Comme on peut le constater, `mke2fs` est bien présent dans les coulisses.
Nous avons maintenant un conteneur (le fichier image) qui remplace un disque dur, et un système de fichiers à l’intérieur. Il faut maintenant monter ce système pour pouvoir l’utiliser.
Comme il s’agit d’une configuration temporaire, nous créons un point de montage temporaire dans `/mnt`, appelé « geek ». Nous le supprimerons plus tard.
sudo mkdir /mnt/geek
On peut maintenant monter notre fichier image.
sudo mount ~/howtogeek.img /mnt/geek
Il faut modifier les droits d’accès du point de montage pour pouvoir y accéder en lecture/écriture.
sudo chown dave:users /mnt/geek/
Nous devrions maintenant pouvoir utiliser notre nouveau système de fichiers. Allons-y et copions quelques fichiers.
cd /mnt/geek
cp ~/Documents/Code/*.? .
Cela copie tous les fichiers avec une extension d’un seul caractère depuis le répertoire `~/Documents/Code` vers notre nouveau système. Vérifions la copie.
ls
Les fichiers sont bien présents. On peut donc dire que notre système de fichiers a été créé, monté et utilisé. Mais revérifions une dernière fois. Depuis notre répertoire personnel, on démonte le système de fichiers. Attention, il n’y a qu’un seul « n » dans `umount`.
sudo umount /mnt/geek
Si on retourne dans `/mnt/geek`, il ne devrait plus y avoir de fichiers, car ils sont dans notre fichier image, qui vient d’être démonté.
cd /mnt/geek
ls
Aller plus loin
Maintenant que vous maîtrisez le processus, il devient facile d’expérimenter d’autres systèmes. Utilisons cette fois le système de fichiers MINIX. Depuis notre répertoire personnel, on peut créer un nouveau système de fichiers dans notre fichier image.

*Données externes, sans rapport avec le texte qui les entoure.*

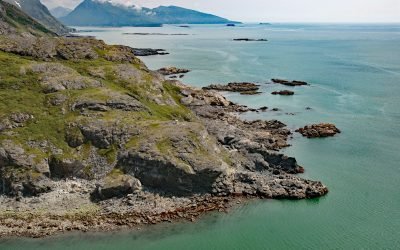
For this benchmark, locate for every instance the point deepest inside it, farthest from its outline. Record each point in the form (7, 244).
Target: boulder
(234, 87)
(172, 71)
(319, 130)
(289, 83)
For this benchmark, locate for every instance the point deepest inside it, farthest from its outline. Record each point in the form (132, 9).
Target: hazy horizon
(300, 11)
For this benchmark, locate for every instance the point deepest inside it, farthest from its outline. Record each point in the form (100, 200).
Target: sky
(278, 10)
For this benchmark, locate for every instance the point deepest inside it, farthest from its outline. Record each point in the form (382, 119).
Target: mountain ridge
(39, 12)
(98, 13)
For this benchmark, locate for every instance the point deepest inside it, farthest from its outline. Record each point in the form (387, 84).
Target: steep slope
(178, 15)
(14, 21)
(40, 13)
(60, 12)
(90, 138)
(96, 13)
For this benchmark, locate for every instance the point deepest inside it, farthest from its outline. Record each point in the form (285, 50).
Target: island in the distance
(91, 139)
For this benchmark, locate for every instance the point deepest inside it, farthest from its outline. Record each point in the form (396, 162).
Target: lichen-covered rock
(319, 130)
(268, 186)
(57, 77)
(116, 184)
(64, 168)
(234, 87)
(172, 71)
(23, 182)
(180, 158)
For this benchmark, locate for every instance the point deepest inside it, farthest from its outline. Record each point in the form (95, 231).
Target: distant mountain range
(14, 21)
(40, 13)
(106, 13)
(60, 12)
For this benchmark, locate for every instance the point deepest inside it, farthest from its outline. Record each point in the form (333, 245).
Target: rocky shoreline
(97, 141)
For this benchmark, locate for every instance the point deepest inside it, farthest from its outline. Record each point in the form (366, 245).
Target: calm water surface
(354, 71)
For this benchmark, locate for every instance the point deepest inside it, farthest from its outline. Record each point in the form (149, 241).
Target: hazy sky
(279, 10)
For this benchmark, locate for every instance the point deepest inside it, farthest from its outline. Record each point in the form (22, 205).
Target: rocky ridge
(91, 138)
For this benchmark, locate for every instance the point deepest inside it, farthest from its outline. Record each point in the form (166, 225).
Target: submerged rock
(149, 52)
(235, 87)
(116, 184)
(283, 92)
(289, 83)
(249, 40)
(319, 130)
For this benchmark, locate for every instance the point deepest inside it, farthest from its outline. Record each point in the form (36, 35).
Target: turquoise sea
(354, 71)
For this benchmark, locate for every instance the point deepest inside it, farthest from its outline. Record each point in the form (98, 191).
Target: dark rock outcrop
(234, 87)
(319, 130)
(289, 83)
(172, 71)
(116, 184)
(283, 92)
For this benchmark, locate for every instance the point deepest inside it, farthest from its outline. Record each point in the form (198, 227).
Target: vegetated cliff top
(77, 114)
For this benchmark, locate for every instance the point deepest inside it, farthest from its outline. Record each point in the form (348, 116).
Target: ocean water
(354, 71)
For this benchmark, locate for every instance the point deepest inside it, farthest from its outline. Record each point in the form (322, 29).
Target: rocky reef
(319, 130)
(90, 138)
(283, 92)
(167, 71)
(289, 83)
(249, 40)
(149, 52)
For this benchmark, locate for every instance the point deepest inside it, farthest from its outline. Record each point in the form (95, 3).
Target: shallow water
(354, 71)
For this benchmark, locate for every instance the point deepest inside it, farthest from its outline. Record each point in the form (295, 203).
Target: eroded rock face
(115, 101)
(268, 186)
(319, 130)
(57, 77)
(234, 87)
(116, 185)
(172, 71)
(180, 159)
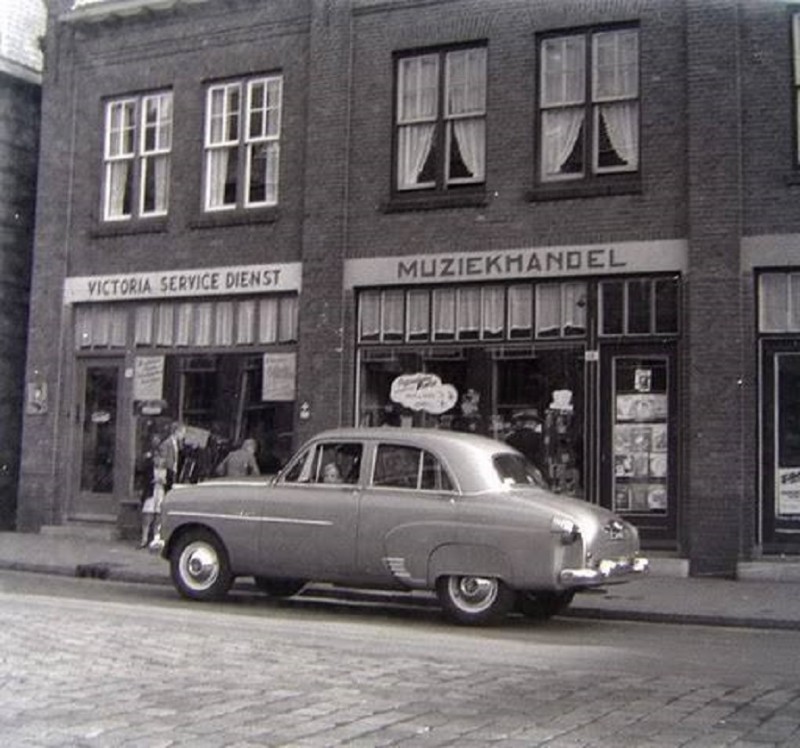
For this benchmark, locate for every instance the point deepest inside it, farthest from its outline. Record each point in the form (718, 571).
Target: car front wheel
(474, 600)
(199, 566)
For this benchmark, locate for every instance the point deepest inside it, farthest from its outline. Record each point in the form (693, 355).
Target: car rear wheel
(474, 600)
(279, 587)
(544, 605)
(199, 566)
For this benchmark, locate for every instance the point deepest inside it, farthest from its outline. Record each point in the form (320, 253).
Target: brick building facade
(572, 224)
(20, 94)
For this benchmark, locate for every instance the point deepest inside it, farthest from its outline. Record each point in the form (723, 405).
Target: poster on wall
(148, 378)
(788, 491)
(278, 384)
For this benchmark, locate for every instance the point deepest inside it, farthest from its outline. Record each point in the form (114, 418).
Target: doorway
(780, 447)
(99, 480)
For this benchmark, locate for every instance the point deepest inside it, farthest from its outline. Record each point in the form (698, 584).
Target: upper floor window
(441, 119)
(589, 104)
(137, 152)
(242, 143)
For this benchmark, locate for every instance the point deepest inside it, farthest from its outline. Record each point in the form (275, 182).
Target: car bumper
(607, 571)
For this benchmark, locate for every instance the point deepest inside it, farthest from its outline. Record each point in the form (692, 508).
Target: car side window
(400, 466)
(328, 462)
(337, 463)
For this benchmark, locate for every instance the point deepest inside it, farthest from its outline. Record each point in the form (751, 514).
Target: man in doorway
(241, 462)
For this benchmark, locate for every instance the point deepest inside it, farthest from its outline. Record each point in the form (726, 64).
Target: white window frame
(582, 96)
(127, 147)
(429, 114)
(231, 128)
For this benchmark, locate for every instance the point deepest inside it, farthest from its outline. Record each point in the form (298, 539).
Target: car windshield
(515, 470)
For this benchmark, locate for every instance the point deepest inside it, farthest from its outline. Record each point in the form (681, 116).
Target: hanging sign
(280, 370)
(148, 378)
(424, 392)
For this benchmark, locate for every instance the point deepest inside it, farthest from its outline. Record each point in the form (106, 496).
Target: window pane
(419, 305)
(393, 323)
(444, 314)
(493, 312)
(639, 307)
(612, 299)
(616, 65)
(666, 305)
(268, 320)
(469, 313)
(563, 77)
(288, 307)
(548, 311)
(520, 311)
(773, 302)
(370, 315)
(574, 308)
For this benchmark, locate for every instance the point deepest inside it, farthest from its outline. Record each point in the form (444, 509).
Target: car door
(408, 509)
(308, 524)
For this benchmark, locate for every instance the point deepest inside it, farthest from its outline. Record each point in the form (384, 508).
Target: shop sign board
(425, 392)
(788, 491)
(216, 281)
(506, 264)
(280, 373)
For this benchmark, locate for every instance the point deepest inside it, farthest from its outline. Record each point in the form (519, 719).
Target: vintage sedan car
(403, 509)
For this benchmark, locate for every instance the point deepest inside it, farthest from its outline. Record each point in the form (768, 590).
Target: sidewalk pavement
(766, 594)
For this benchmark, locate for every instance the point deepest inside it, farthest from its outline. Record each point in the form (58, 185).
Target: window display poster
(148, 378)
(641, 407)
(279, 377)
(788, 491)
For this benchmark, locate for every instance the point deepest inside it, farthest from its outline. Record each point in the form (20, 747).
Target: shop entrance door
(780, 448)
(97, 463)
(638, 448)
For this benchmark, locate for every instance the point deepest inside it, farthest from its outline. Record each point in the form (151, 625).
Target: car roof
(466, 455)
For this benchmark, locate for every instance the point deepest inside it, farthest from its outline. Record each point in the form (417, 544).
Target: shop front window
(531, 398)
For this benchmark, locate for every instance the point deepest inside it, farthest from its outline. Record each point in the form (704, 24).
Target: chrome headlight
(564, 527)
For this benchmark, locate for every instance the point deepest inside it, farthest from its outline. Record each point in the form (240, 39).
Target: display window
(531, 398)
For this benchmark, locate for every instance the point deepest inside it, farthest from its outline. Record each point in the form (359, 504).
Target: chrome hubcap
(473, 593)
(199, 566)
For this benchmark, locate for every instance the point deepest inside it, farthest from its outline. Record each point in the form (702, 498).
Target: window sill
(134, 226)
(237, 217)
(579, 190)
(417, 202)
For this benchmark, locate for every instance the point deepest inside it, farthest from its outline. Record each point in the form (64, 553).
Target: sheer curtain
(622, 126)
(616, 82)
(562, 99)
(560, 130)
(416, 116)
(466, 101)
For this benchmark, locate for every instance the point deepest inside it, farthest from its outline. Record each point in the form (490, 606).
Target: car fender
(468, 559)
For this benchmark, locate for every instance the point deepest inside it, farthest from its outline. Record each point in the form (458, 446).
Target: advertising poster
(280, 372)
(788, 491)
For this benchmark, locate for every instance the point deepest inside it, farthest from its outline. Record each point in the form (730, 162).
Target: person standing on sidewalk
(241, 462)
(170, 452)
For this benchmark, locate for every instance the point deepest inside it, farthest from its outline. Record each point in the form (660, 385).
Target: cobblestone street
(81, 673)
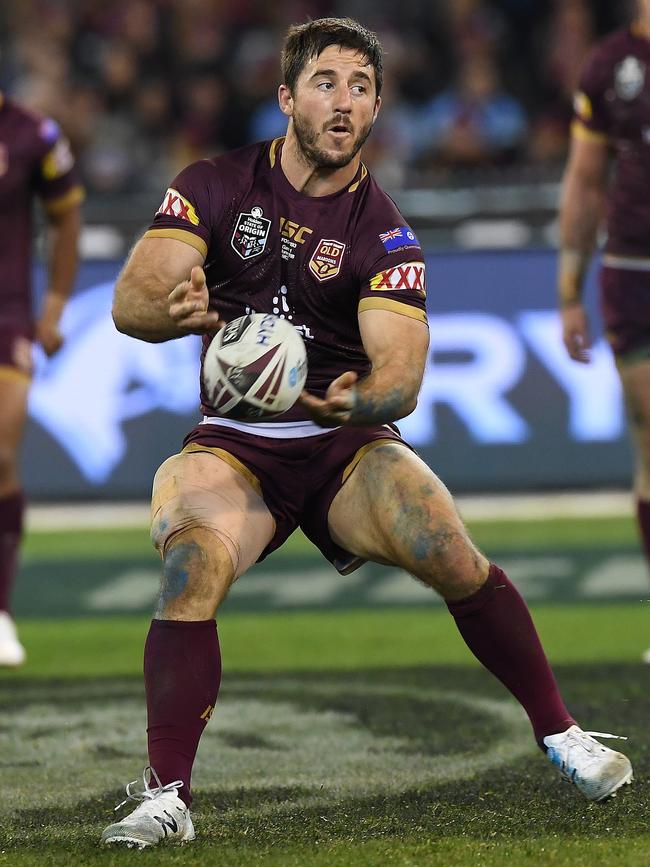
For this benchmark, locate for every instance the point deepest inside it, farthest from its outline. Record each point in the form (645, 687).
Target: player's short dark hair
(304, 41)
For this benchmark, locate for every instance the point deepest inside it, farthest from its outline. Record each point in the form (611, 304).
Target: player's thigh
(394, 509)
(635, 378)
(14, 388)
(198, 496)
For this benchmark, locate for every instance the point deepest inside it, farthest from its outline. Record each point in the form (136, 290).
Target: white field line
(511, 507)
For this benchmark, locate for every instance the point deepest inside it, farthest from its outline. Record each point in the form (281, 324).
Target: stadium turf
(342, 737)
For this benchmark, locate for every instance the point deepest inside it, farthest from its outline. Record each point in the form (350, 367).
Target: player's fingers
(345, 380)
(179, 292)
(577, 345)
(181, 310)
(309, 401)
(197, 278)
(202, 323)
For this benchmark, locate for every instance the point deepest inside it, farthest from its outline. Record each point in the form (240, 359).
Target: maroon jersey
(35, 160)
(613, 106)
(316, 261)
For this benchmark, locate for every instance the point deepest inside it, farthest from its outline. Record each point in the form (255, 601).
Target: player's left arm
(397, 347)
(63, 260)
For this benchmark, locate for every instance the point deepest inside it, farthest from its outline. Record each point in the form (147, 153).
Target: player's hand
(188, 305)
(337, 405)
(575, 332)
(48, 334)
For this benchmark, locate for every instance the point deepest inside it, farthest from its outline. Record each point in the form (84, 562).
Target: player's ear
(285, 100)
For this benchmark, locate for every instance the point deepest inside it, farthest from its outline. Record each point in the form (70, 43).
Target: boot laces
(147, 793)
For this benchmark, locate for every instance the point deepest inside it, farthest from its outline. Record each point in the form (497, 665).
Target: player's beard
(307, 137)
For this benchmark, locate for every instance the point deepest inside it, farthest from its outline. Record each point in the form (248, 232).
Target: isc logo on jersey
(409, 275)
(175, 205)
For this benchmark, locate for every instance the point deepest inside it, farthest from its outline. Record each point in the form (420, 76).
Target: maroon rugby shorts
(625, 305)
(299, 477)
(15, 350)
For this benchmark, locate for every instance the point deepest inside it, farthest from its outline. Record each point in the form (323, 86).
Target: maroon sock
(643, 517)
(497, 627)
(182, 673)
(11, 528)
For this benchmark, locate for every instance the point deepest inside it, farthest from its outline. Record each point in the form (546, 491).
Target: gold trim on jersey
(582, 106)
(64, 203)
(273, 150)
(394, 307)
(8, 371)
(361, 453)
(180, 235)
(580, 131)
(231, 460)
(355, 186)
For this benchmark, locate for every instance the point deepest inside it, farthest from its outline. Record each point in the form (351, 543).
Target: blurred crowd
(142, 87)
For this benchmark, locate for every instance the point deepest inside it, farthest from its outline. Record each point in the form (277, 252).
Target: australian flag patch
(398, 238)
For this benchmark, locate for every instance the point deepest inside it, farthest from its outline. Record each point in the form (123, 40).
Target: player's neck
(310, 180)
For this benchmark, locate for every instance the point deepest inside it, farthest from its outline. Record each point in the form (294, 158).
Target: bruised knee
(198, 491)
(445, 558)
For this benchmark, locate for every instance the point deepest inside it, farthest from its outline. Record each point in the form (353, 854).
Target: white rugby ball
(254, 368)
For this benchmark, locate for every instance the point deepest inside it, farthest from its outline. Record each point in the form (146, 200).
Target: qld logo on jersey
(398, 238)
(251, 233)
(408, 276)
(325, 262)
(629, 78)
(175, 205)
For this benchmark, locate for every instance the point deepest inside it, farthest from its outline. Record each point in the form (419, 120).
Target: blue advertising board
(502, 407)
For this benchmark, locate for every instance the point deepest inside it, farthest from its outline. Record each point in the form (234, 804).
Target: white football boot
(12, 653)
(161, 817)
(595, 770)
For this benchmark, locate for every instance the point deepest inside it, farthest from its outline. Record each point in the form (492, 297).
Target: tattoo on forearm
(378, 409)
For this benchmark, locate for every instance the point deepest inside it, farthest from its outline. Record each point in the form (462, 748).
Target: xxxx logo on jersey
(177, 206)
(409, 275)
(325, 262)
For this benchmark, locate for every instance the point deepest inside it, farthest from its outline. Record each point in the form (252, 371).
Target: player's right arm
(161, 292)
(582, 207)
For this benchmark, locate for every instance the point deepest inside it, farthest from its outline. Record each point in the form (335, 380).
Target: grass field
(343, 735)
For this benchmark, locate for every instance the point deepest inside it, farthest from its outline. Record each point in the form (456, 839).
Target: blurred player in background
(35, 161)
(298, 225)
(612, 123)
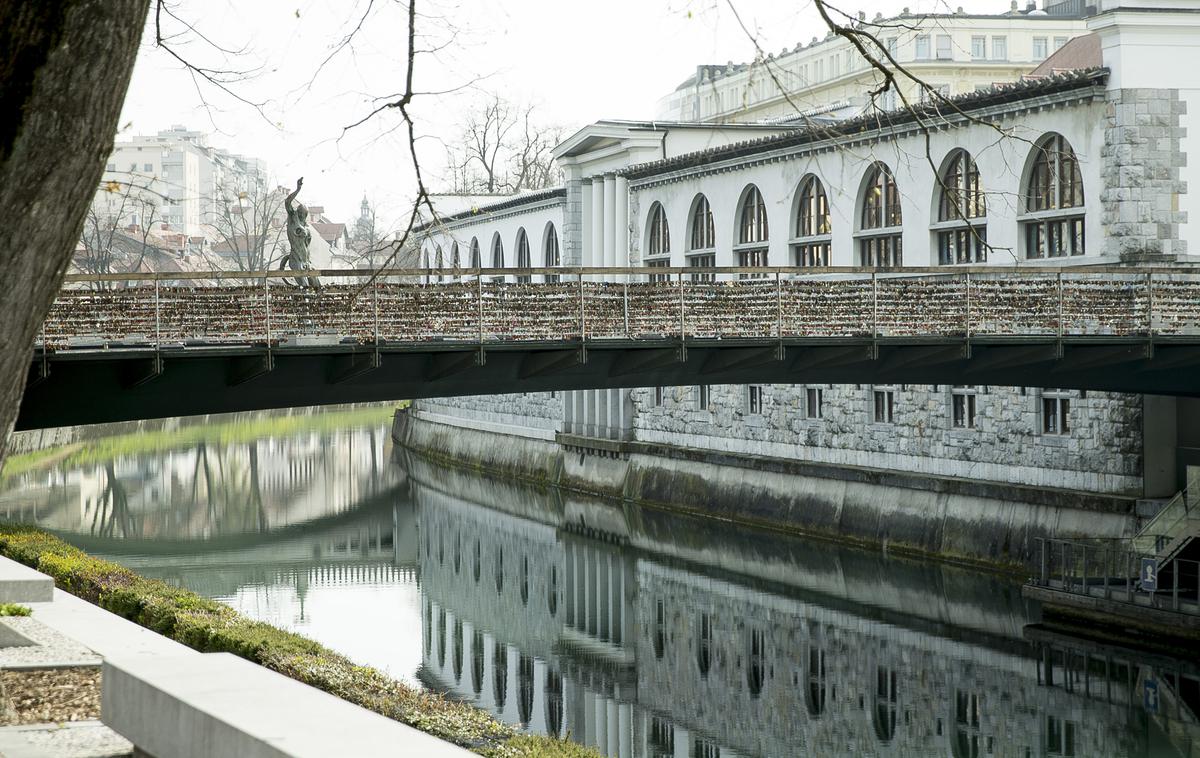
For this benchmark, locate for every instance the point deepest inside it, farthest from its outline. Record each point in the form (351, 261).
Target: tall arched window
(880, 238)
(658, 246)
(886, 704)
(497, 256)
(553, 254)
(813, 228)
(961, 212)
(702, 240)
(523, 256)
(753, 230)
(1054, 202)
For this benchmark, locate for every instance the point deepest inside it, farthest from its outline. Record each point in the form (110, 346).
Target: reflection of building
(570, 618)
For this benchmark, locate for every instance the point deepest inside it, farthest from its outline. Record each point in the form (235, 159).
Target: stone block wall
(1102, 451)
(1141, 160)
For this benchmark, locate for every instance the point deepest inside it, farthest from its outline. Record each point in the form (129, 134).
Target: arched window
(525, 689)
(523, 256)
(658, 246)
(880, 239)
(497, 256)
(702, 240)
(815, 693)
(753, 230)
(553, 703)
(705, 644)
(813, 228)
(756, 662)
(961, 212)
(501, 674)
(553, 256)
(886, 703)
(477, 661)
(1054, 202)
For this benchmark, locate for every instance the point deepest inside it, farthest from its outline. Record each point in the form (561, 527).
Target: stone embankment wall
(963, 519)
(1102, 451)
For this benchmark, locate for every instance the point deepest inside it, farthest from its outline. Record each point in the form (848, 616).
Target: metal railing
(483, 305)
(1117, 573)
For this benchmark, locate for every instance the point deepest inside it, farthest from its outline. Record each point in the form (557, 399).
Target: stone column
(622, 222)
(597, 256)
(588, 216)
(610, 221)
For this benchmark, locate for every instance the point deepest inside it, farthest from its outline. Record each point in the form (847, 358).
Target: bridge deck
(145, 347)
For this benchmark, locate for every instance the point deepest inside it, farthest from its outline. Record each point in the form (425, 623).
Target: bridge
(123, 347)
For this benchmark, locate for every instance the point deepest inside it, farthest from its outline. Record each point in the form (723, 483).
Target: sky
(292, 86)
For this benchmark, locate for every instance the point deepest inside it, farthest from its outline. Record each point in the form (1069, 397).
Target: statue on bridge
(299, 238)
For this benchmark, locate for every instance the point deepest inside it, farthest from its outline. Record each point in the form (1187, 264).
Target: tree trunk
(64, 70)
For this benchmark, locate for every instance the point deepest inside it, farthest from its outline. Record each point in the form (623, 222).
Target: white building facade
(1090, 167)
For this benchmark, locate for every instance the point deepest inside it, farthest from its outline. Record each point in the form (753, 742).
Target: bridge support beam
(550, 362)
(243, 370)
(139, 371)
(346, 367)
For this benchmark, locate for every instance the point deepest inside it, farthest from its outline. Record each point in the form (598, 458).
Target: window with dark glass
(523, 260)
(1053, 221)
(811, 245)
(880, 239)
(753, 232)
(961, 212)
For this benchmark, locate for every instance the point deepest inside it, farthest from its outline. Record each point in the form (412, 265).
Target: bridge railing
(507, 305)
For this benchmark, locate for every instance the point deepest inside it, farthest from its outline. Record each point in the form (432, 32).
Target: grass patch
(229, 432)
(210, 626)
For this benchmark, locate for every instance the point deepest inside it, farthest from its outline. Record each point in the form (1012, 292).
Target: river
(636, 631)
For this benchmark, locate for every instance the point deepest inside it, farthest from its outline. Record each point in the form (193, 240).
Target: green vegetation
(229, 432)
(210, 626)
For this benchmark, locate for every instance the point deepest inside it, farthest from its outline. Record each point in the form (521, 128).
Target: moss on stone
(210, 626)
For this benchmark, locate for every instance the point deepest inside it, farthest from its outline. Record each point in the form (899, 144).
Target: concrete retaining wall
(959, 519)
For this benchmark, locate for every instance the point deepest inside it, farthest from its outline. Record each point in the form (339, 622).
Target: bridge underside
(103, 385)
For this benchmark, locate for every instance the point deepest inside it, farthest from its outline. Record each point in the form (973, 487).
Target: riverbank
(970, 522)
(210, 626)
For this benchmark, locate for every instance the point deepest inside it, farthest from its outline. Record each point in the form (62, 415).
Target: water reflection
(646, 635)
(630, 630)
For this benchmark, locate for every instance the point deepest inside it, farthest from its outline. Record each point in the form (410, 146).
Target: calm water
(630, 630)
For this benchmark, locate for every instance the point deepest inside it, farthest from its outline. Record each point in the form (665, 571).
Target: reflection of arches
(756, 662)
(660, 627)
(525, 579)
(965, 739)
(525, 689)
(501, 674)
(499, 570)
(705, 644)
(553, 703)
(456, 651)
(815, 692)
(886, 703)
(442, 638)
(477, 662)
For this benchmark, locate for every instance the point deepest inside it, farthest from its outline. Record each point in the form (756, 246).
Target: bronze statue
(299, 238)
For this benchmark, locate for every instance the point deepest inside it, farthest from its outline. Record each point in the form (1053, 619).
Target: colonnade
(605, 221)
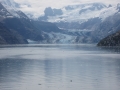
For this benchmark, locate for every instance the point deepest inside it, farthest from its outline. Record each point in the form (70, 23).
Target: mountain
(111, 40)
(19, 23)
(10, 37)
(84, 23)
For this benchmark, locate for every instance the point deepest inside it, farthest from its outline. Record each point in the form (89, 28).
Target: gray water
(59, 67)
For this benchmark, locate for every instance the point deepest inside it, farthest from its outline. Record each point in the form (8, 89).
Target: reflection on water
(59, 67)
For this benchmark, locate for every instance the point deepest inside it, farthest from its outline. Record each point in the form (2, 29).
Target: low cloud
(37, 7)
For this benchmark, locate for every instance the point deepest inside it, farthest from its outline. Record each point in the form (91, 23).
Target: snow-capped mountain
(78, 13)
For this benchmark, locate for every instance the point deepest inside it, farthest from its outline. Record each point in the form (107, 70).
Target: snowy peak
(74, 13)
(11, 7)
(118, 7)
(85, 6)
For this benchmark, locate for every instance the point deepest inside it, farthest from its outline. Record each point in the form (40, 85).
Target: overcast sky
(38, 6)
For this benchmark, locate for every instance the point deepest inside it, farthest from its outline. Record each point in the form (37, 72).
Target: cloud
(37, 7)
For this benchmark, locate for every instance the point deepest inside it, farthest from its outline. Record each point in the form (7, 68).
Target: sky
(37, 6)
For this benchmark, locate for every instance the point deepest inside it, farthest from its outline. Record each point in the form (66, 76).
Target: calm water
(59, 67)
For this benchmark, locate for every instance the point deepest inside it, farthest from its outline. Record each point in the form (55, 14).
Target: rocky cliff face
(10, 37)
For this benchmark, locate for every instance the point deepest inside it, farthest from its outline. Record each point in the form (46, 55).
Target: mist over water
(59, 67)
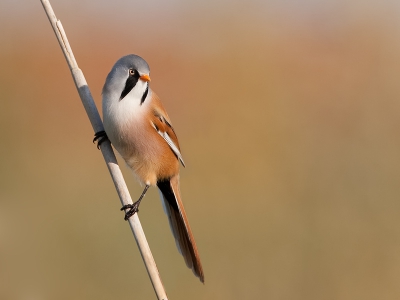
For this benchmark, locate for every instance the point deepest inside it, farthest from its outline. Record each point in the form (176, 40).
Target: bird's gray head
(128, 72)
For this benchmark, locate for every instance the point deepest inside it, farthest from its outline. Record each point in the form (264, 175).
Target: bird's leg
(100, 137)
(134, 208)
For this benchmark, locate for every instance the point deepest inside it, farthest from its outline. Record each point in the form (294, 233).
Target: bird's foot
(133, 209)
(100, 137)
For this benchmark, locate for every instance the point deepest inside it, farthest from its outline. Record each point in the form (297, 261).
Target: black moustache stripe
(144, 94)
(129, 85)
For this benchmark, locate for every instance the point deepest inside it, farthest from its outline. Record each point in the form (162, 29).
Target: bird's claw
(100, 137)
(133, 209)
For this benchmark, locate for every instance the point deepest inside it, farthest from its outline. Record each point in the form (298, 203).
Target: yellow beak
(145, 77)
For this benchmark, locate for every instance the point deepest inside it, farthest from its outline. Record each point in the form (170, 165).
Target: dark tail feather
(179, 224)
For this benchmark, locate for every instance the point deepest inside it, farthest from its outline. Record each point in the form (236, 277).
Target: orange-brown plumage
(140, 130)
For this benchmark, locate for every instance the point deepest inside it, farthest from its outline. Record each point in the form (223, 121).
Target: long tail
(173, 207)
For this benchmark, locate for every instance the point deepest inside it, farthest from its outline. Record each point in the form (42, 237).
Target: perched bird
(139, 128)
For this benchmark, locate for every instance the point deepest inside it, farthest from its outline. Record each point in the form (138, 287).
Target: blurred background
(288, 118)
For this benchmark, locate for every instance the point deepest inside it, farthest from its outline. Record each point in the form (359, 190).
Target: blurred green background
(288, 118)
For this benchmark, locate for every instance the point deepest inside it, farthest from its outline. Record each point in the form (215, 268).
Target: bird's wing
(161, 123)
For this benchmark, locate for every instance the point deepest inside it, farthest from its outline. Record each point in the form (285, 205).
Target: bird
(138, 126)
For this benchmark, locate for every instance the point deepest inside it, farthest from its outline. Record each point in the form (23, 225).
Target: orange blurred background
(288, 118)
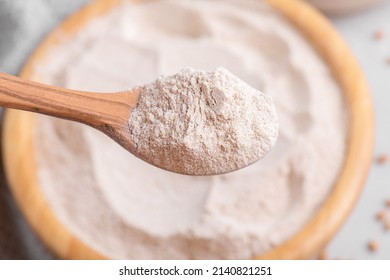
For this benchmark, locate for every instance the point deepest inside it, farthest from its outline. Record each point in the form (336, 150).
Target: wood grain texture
(19, 158)
(107, 112)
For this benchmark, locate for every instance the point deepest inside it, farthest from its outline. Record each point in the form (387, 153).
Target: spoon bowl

Attention ! S’il y a des fichiers importants dans le système de fichiers de l’image, montez-la et récupérez ces données avant de créer un nouveau système de fichiers.
mkfs.minix ~/howtogeek.image
Sans avertissement, le nouveau système est créé par dessus l’ancien. On monte notre fichier image avec la même commande qu’avant:
sudo mount ~/howtogeek.img /mnt/geek
Allons dans le nouveau système à `/mnt/geek` et créons un fichier.
touch geek.txt
ls -ahl geek.txt
Et voilà, en un clin d’œil, nous avons créé un nouveau système de fichiers, l’avons monté et nous pouvons l’utiliser.
Supprimer le point de montage
Lorsque l’expérimentation est terminée, nous pouvons supprimer le point de montage « geek » avec `rmdir`:
cd /mnt
sudo rmdir geek
Jouer avec le feu sans se brûler
Avec Linux, comme souvent, on apprend en pratiquant. Cependant, certaines commandes sont potentiellement destructrices. Comment s’entraîner sans mettre en danger son système ou ses données ?
Vous disposez maintenant d’une méthode simple pour créer et tester des systèmes de fichiers avec `mkfs`, en toute sécurité.